2. `fix_time` adjusts a time offset that is a feature of the CTSM history files.
<br>**A note about model timestamps:** The CTSM history includes an initial 0th timestep for each model simulation. This offset in the time dimension can cause challenges when analyzing and evaluating model data if not treated properly.
<br>*Don't worry too much about the details of these functions right now*

**To Do:** You can change the 'variables' list below to add or remove variables that you are interested in plotting. Make sure to follow the same formatting. 

In [None]:
# -- read only these variables from the whole netcdf files
def preprocess (ds):
    variables = ['FCEV', 'FCTR', 'FGEV','FSH','GPP','FSA','FIRA','AR','HR','ELAI']

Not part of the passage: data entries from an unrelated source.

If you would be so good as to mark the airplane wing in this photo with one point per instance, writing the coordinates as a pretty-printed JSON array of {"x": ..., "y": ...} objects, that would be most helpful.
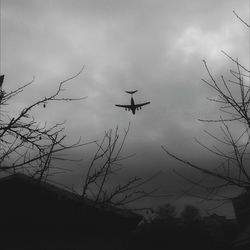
[
  {"x": 141, "y": 104},
  {"x": 124, "y": 106}
]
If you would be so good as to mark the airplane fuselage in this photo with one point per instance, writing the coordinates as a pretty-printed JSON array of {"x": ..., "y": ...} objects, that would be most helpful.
[{"x": 133, "y": 107}]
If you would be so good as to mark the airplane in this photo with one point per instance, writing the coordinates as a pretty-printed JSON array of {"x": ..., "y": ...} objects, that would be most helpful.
[{"x": 133, "y": 107}]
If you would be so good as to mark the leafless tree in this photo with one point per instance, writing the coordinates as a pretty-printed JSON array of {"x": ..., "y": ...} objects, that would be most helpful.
[
  {"x": 26, "y": 144},
  {"x": 233, "y": 101},
  {"x": 104, "y": 167}
]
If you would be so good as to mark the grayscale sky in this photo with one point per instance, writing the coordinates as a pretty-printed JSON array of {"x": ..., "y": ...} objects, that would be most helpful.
[{"x": 155, "y": 46}]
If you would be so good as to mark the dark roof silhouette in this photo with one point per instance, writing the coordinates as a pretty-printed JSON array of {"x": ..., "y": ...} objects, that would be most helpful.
[{"x": 22, "y": 193}]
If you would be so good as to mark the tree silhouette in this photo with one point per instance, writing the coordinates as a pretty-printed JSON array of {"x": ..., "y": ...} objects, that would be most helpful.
[
  {"x": 27, "y": 145},
  {"x": 233, "y": 100}
]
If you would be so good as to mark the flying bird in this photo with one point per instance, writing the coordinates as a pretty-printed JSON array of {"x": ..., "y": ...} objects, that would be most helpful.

    ds_new= ds[variables].isel(lndgrid=0)
    return ds_new


Now we have created the functions needed to manipulate our datasets

---

### 1.2.4 List all the files we're going to open
The the 30-minute, high frequency data (**'h1' files**) are written out every day for NEON simulations. CTSM typically saves files as monthly averages (the 'h0' files) and many more variables are available at this frequency. 

To open all of the `*h1*`files in our `data_folder`, we use the `glob` python function. 

You will notice that **several python functions are combined in a single line of code** that runs through a `for` loop over defined simulation years (written as a list of strings).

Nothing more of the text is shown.